The Supreme Court seemed inclined Wednesday to agree with a Muslim woman who charged that retailer Abercrombie & Fitch violated anti­discrimination laws when it denied her a job because her head scarf conflicted with the company’s dress code.

The Equal Employment Opportunity Commission took up the case of Samantha Elauf, who was denied a job at one of the chain’s stores in Tulsa. Elauf, then 17, had worn a head scarf, or hijab, since she was 13.

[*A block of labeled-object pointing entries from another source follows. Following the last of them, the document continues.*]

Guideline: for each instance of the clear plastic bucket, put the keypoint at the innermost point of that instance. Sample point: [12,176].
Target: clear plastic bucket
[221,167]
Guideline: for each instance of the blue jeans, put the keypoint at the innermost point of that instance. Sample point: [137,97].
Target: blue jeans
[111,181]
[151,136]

At issue in the case was whether Elauf needed to explicitly volunteer during her interview that she wore the head scarf for religious reasons. Abercrombie said this action was necessary to trigger a federal law that prevents religious discrimination in hiring and requires employers to either offer an accommodation or say why it would impose a substantial burden.

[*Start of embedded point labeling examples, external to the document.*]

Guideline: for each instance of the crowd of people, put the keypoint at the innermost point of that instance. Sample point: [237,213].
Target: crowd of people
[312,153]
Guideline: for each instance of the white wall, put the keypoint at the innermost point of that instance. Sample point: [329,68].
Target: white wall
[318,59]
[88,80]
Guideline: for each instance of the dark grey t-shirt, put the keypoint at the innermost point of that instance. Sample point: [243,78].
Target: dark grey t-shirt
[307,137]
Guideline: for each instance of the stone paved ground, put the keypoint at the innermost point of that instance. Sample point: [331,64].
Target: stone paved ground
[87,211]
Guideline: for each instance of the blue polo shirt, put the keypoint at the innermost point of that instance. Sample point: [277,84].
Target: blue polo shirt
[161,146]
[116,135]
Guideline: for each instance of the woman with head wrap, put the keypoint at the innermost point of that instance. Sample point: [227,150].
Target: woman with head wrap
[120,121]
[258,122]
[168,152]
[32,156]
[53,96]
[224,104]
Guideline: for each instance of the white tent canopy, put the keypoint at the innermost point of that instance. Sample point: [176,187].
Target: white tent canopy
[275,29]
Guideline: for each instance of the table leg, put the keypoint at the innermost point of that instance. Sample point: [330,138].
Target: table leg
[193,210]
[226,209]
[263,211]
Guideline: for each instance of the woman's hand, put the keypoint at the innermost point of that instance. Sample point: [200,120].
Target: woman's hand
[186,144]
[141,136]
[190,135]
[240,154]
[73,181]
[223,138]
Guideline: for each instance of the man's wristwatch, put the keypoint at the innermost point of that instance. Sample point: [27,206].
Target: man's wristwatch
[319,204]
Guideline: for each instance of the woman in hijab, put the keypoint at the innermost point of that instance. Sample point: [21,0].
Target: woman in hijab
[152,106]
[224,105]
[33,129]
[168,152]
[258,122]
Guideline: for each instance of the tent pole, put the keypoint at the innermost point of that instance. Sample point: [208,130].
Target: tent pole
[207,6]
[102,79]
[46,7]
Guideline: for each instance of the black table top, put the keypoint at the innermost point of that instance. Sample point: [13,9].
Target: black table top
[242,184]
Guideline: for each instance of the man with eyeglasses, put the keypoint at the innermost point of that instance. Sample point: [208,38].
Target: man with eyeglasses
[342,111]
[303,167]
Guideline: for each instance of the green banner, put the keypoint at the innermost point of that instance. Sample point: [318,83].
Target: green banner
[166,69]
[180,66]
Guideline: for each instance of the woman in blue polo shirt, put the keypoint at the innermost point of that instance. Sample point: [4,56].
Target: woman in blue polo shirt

Both liberal and conservative justices questioned Abercrombie lawyer Shay Dvoretzky about why the company could not outline its policies — in this case, the clothing retailer prohibited head coverings — and ask the applicant whether it would be impossible to comply.

The question, Justice Sonia Sotomayor said, would be as simple as, “You have a problem with that?”

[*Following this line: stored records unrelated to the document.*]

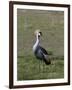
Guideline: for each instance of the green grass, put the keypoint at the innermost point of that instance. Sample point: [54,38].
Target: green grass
[31,68]
[51,23]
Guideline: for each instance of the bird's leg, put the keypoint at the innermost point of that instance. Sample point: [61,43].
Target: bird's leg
[43,66]
[39,66]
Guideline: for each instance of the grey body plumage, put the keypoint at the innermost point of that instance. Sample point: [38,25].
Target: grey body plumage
[39,51]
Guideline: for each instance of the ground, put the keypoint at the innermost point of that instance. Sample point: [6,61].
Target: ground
[51,24]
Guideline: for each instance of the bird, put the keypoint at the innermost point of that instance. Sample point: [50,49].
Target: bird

Samantha Elauf, right, who was denied a sales job at an Abercrombie & Fitch store in Tulsa in 2008, stands with U.S. Equal Employment Opportunity Commission lead attorney Barbara Seely at the U.S. Supreme Court on Feb. 25. (Jim Bourg/Reuters)

Dvoretzky said that would be “asking employers to treat applicants differently based on stereotypes or assumption about whether something is likely a religious practice.”

He said the EEOC’s rule “would lead employers to treat people differently based on their religion, which is precisely the opposite of what Title VII wants,” referring to the anti-discrimination statute.

Justice Ruth Bader Ginsburg responded: “Title VII requires them to treat people who have religious practice differently. They don’t have to accommodate a baseball cap. They do have to accommodate a yarmulke.”

Justice Samuel A. Alito Jr. proposed a hypothetical that he said “is going to sound like a joke, but, you know, it’s not.”

He envisioned four job applicants: “The first is a Sikh man wearing a turban, the second is a Hasidic man wearing a hat, the third is a Muslim woman wearing a hijab, the fourth is a Catholic nun in a habit.”

Alito continued, “Now, do you think . . . that those people have to say, ‘we just want to tell you, we’re dressed this way for a religious reason. We’re not just trying to make a fashion statement.’”

In Elauf’s case, the interviewer and a supervisor conferred and agreed they thought Elauf wore the hijab for religious reasons. They then concluded she could not meet the company’s “Look Policy,” which promotes an East Coast collegiate preppy style that prohibits caps and the color black.

Deputy Solicitor General Ian H. Gershengorn ran into trouble with some justices in trying to come up with a standard for how sure an employer would need to be that an applicant might need a religious accommodation if the information wasn’t volunteered.

But he said that was unnecessary here. “If the employer had not assumed that this was religious, had not believed it, they would have hired her,” Gershengorn said. “The default rule for ‘I’m not sure’ is hire.”

Only Justice Antonin Scalia voiced support for Abercrombie’s view of the case.

“You could avoid those hard questions — whether it’s understand, believe, suspect — by adopting the rule that the court of appeals adopted here, and that is, if you want to sue me for denying you a job for a religious reason, the burden is on you to say, ‘I’m wearing the head scarf for a religious reason, or I’m wearing the beard for a religious reason,’ ” Scalia said.

But Ginsburg said that Elauf was not even aware the company had a policy against head scarves.

“How could she ask for something when she didn’t know the employer had such a rule?” Ginsburg said.

Justice Elena Kagan seemed to agree with Gershengorn that the point of the law was to encourage a dialogue about whether religious accommodations were required, and that might involve “awkward” conversations.

Abercrombie’s policy, she said, seemed to be that simply not hiring certain people means it may avoid stereotypes.

“Now, between those two options, the option of using a stereotype to make sure that somebody never gets a job and using a stereotype to have an awkward conversation, which does this statute seem to think is the worst problem?” she asked.

While religious and civil liberties groups backed Elauf, business groups supported Abercrombie.

But it was unclear why the company continued to fight Elauf’s claim. A jury awarded her $20,000 in damages after a district judge said her claim could go forward. The Denver-based U.S. Court of Appeals for the 10th Circuit reversed the decision.

But the company has since changed its policy on head scarves and settled similar lawsuits elsewhere.

The case is Equal Employment Opportunity Commission v. Abercrombie & Fitch Stores, Inc.